Constitutional attorney and law professor Jonathan Turley starred in the Republicans’ opening salvo in the Biden impeachment inquiry, which kicked off on Thursday.
Turley has been the focus of Democrat spin claiming that he does not support the impeachment inquiry, which is not the case.
But firstly, Turley dispelled the myth that “smoking gun” evidence of direct payments to Joe Biden showing a quid pro quo is necessary to impeach the sitting president.
“Professor Turley, false statements, influence-peddling scheme, and Joe Biden might’ve benefited,” Rep. Jim Jordan (R-OH) said. “Let’s do the third one. First, is a benefit to your family? Can a benefit to your family be a benefit to you?”
“It is,” Turley remarked. “There’s been repeated statements ‘that you need to show that President Biden accepted direct money’ in order for this to constitute a benefit, even under criminal cases that deal with bribery, extortion, and the Hobbes Act. The courts actually have rejected that. They’ve said that money going to family members is in fact a benefit and I don’t really see any legal basis for that. Obviously, the strongest case is if you have a direct payment. But this idea that you can have millions going to a politician’s family and that’s not a benefit, I think it’s pretty fallacious.”
Turley is not alone in this evaluation of the bribery and extortion laws.
“There are cases in which payments made to family members can be treated as bribery of the principle if he is aware of it,” Harvard Law Professor Emeritus Alan Dershowitz told the Daily Caller News Foundation in August.
Former federal prosecutor and FBI consultant Joseph Moreno told the DCNF that federal law makes it a crime “for a public official to directly or indirectly receive something of value in return for being influenced in the performance of any official act.”
“So in establishing whether there was a quid pro quo, prosecutors would have to prove that something was demanded or received by a public official (including the President) in exchange for some official act (i.e., approving foreign aid, putting pressure on a foreign official),” he explained. “This can be done via a direct payment or gift to a public official, or an indirect one through, say, a family member or business associate.”

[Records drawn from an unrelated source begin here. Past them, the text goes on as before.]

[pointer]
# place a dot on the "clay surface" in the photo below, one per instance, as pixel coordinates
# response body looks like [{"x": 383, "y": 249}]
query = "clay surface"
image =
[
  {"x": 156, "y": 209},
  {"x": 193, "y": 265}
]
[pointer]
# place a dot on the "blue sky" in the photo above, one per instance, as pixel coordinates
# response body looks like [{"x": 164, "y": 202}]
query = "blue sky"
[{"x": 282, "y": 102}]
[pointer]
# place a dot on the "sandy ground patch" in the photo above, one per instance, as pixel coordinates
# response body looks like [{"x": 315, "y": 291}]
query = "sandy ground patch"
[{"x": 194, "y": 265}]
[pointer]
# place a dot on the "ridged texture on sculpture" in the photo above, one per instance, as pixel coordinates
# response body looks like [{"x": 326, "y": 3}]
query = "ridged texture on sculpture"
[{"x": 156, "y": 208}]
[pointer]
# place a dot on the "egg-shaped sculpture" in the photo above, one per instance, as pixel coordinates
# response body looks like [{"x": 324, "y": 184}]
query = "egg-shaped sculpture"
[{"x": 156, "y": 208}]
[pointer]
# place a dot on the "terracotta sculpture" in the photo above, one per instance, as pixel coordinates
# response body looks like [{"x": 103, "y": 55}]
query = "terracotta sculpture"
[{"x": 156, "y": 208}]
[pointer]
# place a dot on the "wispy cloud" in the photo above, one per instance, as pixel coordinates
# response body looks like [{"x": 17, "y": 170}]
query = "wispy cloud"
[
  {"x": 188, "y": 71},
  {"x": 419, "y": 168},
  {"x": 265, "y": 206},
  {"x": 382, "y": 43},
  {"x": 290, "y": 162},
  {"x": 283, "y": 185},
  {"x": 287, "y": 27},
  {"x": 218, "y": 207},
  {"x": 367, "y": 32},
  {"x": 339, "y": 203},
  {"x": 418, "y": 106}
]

A payment accepted through a family member could also be relevant in an impeachment trial, where the standard leading to removing a president is easier to meet and does not “require a statutory violation,” he added.
“Impeachment by the House (Art. I, Section 2) and trial by the Senate is for when a President commits ‘high Crimes and Misdemeanors,’ which is not a term defined in the Constitution but has largely been considered to be whatever Congress deems to be,” he said. “So if Congress wants to impeach and try President Biden for benefitting from improper payments received through his son or other family members, it is free to do so.”
Furthermore, Turley’s full remarks on the justification for the Biden impeachment inquiry dispel the media spin that the legal scholar dismissed the basis of the investigation.
“Then it was just three years ago that another impeachment occurred without any hearings at all,” Turley noted. “The shortening intervals between impeachments should be a cause of concern and circumspection for all the members on both sides, and I want to emphasize what it is that we’re here today for.”
“This is a question of an impeachment inquiry,” he continued. “It is not a vote on articles of impeachment. In fact, I do not believe that the current evidence would support articles of impeachment. That is something that an inquiry has to establish, but I also do believe that the House has passed the threshold for an impeachment inquiry into the conduct of President Biden.”